The birth rate among blacks arriving in the North during the 1930s remained higher than among whites, notwithstanding a significant fall-off during the Depression. Both fell, but the black rates fell less steeply. The effect was to widen the disparity between the two birth rates. Thus in 1920 the non-white rate was 35.0 (live births per 1000 population), just over 30% higher than the white (26.9). In 1936, however, the year when rates for both racial groups reached their lowest point in recorded history, the black rate was nearly 43% higher than the white; in 1934 the gap was even greater - 45%.
Since a person born in 1934 turned sixteen in 1950, as compared with earlier years the numerical gap between blacks and whites reached a high point from 1949 to 1951, and there were bound to be relatively more blacks aged sixteen than whites of the same age. This is the age at which regular heroin use typically starts.
Since the age of onset of narcotics use corresponds with age of initial entry into the labor force - this has evidently been true going back as far as 1910 (Bloedorn 1917) - and since our orienting hypothesis predicted that periods of severe labor surplus would be periods of increased narcotics use, we have examined labor market conditions for the 16-19 year group, by race, for the two peak periods of narcotics use in the last two decades, 1949-53 and 1969-73.
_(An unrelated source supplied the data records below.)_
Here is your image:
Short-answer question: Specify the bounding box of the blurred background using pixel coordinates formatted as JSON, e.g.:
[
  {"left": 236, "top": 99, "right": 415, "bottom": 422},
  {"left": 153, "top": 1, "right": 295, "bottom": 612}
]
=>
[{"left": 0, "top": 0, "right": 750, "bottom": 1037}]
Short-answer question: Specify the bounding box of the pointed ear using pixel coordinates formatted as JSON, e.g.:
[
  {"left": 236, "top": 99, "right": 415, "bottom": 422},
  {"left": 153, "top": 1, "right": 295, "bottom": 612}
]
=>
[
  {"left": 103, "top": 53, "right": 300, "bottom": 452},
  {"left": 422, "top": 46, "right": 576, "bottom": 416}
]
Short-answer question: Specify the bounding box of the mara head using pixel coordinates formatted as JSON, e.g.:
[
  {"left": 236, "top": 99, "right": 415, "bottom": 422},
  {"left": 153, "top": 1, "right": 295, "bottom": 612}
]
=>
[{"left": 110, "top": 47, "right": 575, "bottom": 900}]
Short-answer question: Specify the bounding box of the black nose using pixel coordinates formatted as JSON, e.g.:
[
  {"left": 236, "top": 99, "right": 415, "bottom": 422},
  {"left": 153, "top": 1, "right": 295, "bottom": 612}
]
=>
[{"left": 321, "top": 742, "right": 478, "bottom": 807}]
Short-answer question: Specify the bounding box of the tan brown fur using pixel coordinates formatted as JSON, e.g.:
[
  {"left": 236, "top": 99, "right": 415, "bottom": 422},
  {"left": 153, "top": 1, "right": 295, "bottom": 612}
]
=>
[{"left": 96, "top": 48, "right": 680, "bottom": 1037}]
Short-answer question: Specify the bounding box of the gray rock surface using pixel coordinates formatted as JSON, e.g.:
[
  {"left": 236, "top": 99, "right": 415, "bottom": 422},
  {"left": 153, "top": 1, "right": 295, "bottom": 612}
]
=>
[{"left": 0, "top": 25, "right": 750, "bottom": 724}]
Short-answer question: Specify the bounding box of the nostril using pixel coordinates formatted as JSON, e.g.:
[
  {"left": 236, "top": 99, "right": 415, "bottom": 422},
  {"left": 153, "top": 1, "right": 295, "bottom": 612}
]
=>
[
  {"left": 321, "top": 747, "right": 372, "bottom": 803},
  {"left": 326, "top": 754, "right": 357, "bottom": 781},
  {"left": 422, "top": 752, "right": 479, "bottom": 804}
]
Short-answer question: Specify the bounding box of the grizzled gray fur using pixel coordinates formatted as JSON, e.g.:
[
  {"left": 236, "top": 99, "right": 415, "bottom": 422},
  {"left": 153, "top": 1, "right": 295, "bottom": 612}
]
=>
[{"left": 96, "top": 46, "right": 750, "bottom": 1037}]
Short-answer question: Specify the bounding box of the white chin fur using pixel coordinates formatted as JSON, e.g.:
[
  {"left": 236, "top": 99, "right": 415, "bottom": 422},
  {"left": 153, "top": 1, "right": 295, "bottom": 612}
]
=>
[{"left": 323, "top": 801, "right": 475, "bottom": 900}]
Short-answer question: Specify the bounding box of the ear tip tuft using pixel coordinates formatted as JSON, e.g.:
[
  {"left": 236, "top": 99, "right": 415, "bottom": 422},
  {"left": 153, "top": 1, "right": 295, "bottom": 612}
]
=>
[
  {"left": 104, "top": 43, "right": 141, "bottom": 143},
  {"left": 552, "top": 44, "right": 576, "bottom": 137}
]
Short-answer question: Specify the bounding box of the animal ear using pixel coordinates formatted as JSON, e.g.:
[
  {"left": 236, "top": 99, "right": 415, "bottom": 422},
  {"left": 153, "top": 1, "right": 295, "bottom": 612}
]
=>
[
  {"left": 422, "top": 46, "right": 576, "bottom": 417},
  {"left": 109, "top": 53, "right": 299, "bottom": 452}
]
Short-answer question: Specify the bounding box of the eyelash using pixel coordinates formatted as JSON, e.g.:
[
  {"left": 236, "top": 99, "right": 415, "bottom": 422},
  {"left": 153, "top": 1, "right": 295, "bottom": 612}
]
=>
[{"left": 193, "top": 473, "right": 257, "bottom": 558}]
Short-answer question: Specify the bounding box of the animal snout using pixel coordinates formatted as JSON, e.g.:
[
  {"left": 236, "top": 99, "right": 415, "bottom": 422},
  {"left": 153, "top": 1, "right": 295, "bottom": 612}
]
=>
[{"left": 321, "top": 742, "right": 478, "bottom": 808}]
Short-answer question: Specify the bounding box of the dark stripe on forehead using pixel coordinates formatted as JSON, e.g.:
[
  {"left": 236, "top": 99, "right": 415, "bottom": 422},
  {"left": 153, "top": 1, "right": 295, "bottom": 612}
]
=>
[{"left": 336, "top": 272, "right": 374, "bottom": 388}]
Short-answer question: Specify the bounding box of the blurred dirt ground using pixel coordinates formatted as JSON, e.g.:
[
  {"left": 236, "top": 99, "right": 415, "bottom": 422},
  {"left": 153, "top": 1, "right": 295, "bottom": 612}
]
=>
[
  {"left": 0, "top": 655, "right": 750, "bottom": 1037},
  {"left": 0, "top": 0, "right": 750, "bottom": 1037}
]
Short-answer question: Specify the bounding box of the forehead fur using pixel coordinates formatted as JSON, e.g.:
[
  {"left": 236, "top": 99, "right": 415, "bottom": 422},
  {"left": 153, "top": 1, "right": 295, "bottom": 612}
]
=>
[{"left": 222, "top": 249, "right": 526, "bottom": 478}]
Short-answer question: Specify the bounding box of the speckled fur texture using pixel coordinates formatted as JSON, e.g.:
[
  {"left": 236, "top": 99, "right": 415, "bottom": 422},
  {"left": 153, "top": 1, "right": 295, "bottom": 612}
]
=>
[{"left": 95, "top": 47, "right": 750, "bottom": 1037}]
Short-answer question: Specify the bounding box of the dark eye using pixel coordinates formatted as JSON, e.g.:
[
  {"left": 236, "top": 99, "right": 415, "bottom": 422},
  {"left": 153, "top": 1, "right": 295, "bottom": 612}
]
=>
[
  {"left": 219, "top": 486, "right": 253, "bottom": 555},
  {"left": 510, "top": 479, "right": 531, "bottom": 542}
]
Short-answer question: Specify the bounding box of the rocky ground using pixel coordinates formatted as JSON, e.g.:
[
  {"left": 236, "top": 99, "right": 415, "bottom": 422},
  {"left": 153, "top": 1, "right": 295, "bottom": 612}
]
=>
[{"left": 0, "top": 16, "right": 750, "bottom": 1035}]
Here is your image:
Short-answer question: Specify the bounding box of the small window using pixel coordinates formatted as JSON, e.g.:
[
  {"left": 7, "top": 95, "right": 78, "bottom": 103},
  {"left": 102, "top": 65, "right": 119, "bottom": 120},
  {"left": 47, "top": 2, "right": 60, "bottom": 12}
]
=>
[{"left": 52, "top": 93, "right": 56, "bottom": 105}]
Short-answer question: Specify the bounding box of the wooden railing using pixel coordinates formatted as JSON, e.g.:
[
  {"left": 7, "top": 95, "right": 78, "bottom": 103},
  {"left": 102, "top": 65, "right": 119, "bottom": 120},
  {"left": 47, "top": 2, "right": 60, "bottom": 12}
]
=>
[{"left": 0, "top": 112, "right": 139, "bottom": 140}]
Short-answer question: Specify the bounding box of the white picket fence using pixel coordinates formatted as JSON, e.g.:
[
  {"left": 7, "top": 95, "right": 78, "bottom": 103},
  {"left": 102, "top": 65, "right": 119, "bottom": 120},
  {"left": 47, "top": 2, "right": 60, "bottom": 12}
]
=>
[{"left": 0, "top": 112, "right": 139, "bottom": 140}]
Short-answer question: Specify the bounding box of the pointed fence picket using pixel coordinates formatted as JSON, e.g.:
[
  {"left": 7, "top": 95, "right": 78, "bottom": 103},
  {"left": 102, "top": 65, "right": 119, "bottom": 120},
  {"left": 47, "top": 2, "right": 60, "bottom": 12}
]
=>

The first point to observe is that special discriminating forces operate in the labor market against teenagers, although only recently have economists been able to identify these forces as pure discrimination in the sense that labor market outcomes for teenagers (wage rates, for example) are unresponsive to parity, difference or just simply change in the economic characteristics of teenage labor viv-a-vis adult labor (Kalachek 1969; Bureau of Labor Statistics 1970).
The second point is that the demographic factors already cited, in particular the differential birth rates, produced an unusual situation around 1950 when the teenage share of the general population fell (by 25%) and at the same time the black share of the total teenage population (by 9%). What resulted was complex: there was a significant increase (14%) in the overall numbers of teenagers entering the labor market, but this increase was entirely absorbed by whites. Black labor force participation actually fell during the decade and, among males, continued to fall through 1970. This is the first sign that a deteriorating labor market was directly connected to the narcotics epidemics of the period. There are several others.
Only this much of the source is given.